HEARTS took another significant step towards new ownership yesterday when it was announced that administrators BDO have a verbal agreement with Ubig to buy the Lithuanian company’s 50 per cent stake in the club.
But BDO warned that, while they hope to turn that verbal agreement into a written one in the coming days, there is still no prospect of the club exiting administration this month.
Even if that written agreement is completed between the two parties this week, a court in the Baltic republic would first have to sanction the share purchase. Only then could the Company Voluntary Arrangement involving the Foundation of Hearts be completed. And then, once the CVA had gone through, several more weeks would be needed to tie up all the legalities before administration was at an end and the Foundation were confirmed as new owners.
“The club will not be out of administration by the end of January,” a spokesman for BDO said yesterday. “These processes take time.”
Having said that, BDO, who have been the administrators at Tynecastle since last June, are confident that significant progress has been made with Ubig, who were once Hearts’ parent company under the control of Vladimir Romanov. But, having taken Dunfermline through the same process last year, they are all too aware of the weeks and months that can slip by even after every aspect of a takeover deal has been agreed.
The CVA was voted through at the end of November by the required majority of Hearts’ creditors and shareholders, foremost among them being Ukio, another Lithuanian firm that was also once controlled by Romanov.
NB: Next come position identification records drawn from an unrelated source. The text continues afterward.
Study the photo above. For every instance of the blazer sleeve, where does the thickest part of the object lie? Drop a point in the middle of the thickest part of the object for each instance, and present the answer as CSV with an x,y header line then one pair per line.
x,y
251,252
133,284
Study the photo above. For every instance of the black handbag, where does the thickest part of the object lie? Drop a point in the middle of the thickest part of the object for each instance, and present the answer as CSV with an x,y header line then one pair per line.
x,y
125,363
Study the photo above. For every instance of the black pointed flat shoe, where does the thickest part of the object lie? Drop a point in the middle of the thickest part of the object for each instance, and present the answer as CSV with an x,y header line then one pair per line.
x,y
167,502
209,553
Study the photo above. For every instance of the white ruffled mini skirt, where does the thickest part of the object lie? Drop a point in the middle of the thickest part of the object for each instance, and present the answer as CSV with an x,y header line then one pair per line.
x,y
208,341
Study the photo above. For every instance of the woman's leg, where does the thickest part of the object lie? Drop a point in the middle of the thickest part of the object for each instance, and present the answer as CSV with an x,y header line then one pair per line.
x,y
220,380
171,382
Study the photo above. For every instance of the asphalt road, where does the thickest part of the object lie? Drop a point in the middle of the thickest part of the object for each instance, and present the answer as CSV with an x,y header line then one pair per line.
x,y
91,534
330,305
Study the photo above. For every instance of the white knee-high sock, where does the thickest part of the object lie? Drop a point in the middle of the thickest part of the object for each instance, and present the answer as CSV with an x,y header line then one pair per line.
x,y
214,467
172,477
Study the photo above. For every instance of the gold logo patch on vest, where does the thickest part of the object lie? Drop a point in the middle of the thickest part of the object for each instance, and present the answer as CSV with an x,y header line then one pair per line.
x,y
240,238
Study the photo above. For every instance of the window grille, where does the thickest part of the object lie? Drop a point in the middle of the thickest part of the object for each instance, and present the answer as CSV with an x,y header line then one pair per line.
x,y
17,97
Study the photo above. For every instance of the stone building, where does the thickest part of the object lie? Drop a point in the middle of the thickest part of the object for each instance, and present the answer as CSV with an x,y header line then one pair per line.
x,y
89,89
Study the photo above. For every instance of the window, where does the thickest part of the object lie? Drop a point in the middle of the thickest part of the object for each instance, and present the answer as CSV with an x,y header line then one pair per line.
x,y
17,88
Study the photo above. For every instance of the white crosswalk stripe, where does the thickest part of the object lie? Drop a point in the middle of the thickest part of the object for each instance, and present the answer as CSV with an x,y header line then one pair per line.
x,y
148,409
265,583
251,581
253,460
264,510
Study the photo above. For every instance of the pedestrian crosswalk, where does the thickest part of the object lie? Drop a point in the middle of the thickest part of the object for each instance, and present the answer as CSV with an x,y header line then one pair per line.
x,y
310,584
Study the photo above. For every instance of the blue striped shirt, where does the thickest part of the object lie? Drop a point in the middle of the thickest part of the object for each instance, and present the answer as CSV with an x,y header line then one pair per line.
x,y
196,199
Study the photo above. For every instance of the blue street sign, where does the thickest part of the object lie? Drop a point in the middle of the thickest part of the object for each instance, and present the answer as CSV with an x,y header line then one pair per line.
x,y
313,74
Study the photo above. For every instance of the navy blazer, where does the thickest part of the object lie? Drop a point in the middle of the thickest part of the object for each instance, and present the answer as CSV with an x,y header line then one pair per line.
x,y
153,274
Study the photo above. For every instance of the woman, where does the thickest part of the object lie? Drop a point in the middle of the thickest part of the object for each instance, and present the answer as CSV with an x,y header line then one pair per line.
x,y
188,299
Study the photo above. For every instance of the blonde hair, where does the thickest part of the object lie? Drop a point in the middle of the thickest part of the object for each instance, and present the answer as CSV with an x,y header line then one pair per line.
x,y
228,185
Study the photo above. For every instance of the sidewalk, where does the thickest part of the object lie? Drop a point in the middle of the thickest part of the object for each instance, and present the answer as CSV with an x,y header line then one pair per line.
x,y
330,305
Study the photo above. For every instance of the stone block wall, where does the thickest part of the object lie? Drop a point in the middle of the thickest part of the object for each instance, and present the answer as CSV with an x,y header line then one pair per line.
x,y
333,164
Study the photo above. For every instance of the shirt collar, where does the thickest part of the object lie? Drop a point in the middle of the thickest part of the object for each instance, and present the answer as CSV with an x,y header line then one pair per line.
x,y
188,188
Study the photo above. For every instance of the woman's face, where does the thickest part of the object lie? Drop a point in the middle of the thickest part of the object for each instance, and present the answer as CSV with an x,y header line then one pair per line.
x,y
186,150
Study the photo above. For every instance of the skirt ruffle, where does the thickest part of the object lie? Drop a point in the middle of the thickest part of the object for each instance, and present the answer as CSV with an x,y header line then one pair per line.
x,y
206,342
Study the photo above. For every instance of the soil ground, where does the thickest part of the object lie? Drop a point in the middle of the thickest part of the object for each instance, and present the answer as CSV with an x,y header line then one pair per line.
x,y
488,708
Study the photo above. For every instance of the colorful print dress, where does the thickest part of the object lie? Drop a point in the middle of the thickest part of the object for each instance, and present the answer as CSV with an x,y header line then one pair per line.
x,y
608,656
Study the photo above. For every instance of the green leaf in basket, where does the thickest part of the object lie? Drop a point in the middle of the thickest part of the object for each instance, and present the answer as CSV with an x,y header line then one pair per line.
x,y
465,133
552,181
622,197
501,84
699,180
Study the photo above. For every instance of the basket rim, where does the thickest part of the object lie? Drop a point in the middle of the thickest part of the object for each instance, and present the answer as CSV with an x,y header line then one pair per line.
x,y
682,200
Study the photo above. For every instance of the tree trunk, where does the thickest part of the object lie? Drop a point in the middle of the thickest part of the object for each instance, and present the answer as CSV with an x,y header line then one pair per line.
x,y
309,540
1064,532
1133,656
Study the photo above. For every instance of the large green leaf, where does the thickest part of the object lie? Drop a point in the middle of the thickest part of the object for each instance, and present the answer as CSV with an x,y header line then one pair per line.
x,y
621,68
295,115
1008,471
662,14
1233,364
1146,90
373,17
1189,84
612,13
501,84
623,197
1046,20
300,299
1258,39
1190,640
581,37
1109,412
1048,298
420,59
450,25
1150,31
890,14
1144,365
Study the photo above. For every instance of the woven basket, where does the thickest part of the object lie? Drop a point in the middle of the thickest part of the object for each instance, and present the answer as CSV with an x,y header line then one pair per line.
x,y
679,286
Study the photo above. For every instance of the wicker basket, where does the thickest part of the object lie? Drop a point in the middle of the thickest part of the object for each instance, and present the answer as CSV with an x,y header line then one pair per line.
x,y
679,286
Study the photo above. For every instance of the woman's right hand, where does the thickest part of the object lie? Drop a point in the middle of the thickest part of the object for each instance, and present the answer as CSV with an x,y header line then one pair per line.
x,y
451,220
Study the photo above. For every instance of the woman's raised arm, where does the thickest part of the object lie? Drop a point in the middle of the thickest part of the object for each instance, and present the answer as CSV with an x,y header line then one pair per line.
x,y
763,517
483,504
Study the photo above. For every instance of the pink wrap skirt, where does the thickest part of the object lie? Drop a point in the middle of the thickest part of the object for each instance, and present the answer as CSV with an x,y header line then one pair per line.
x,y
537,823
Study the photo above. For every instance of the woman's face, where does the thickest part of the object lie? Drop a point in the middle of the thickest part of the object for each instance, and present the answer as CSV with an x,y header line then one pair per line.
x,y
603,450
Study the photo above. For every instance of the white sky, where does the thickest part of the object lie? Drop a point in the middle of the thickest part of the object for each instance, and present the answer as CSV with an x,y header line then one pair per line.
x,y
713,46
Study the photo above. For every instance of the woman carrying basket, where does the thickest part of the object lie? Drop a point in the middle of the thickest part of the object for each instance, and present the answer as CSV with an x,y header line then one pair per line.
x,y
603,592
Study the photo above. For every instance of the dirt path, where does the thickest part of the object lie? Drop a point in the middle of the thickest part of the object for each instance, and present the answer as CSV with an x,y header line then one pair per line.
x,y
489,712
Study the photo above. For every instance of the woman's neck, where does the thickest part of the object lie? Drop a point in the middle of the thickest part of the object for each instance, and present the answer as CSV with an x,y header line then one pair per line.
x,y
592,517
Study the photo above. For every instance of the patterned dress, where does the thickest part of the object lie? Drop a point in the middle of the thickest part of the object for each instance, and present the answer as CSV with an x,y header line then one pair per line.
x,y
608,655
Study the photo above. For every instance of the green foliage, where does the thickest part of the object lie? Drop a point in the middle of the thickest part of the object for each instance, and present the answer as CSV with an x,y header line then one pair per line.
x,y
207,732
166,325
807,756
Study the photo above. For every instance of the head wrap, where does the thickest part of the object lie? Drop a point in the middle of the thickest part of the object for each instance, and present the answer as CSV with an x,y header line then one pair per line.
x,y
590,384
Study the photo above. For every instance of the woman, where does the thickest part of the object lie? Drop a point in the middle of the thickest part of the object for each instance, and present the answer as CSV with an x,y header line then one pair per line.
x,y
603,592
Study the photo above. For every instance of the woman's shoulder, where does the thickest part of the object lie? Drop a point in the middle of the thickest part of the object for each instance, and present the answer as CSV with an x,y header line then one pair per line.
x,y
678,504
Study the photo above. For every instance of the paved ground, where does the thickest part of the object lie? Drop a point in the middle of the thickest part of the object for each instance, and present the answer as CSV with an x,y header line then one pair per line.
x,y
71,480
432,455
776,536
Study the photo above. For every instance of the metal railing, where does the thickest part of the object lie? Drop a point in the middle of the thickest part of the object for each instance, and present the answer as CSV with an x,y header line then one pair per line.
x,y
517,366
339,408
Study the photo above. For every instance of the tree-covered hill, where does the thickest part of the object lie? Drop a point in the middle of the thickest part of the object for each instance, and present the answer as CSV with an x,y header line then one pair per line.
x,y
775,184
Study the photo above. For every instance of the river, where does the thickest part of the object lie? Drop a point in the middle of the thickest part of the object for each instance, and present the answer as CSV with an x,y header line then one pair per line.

Ubig abstained, because they are also insolvent.
That CVA was conditional upon Ubig agreeing to sell their stake in Hearts, as their 50 per cent is needed before BDO pass the threshold of 79.9 per cent of the total shares. Last night BDO refused to confirm reports that the verbal agreement announced yesterday was to buy those shares for £50,000.
The Foundation responded cautiously yesterday to news of the verbal agreement, intimating that they would take nothing for granted and were very aware that there was still a long way to go before they had reached their goal. “We are aware of today’s reports,” a brief statement from the Foundation read. “No deal has been done. We encourage everyone to remain focused on the task in hand.”
Similar words of encouragement have been used several times by the Foundation in recent weeks, reflecting their fear that other events at Hearts have unnecessarily distracted attention from the main job of restoring the club to normal ownership.
Last week’s speculation about the club being allowed to get round its current signing ban by operating a one-in, one-out policy is one issue which the Foundation regarded as a distraction, as is the way in which Bryan Jackson of BDO dealt with assistant manager Billy Brown. It was announced last week that Brown, whose short-term contract expires at the end of January, would leave after the St Johnstone game. Then, on Sunday, the day after Hearts had claimed a 3-3 draw at McDiarmid Park, the club’s website announced that Brown would now stay at least until the end of his contract. A day after that, a source close to the club issued further clarification, insisting that Brown would definitely be in the dugout alongside manager Gary Locke for the League Cup semi-final against Inverness Caledonian Thistle on Sunday, 2 February.
Although Hearts will still be in administration when the January transfer window closes, they remain hopeful of being able to replace any player who leaves over the coming ten days. That is very different from being able to replace anyone who has left since the club went into administration. Adam King’s prospective move to Swansea has yet to be finalised. Even if King does go, any new signing to replace him will still need to be approved by the Scottish Professional Football League.
The governing body would almost certainly arrive at a decision more quickly than the Lithuanian legal system, but Hearts will make no presumptions about a favourable outcome.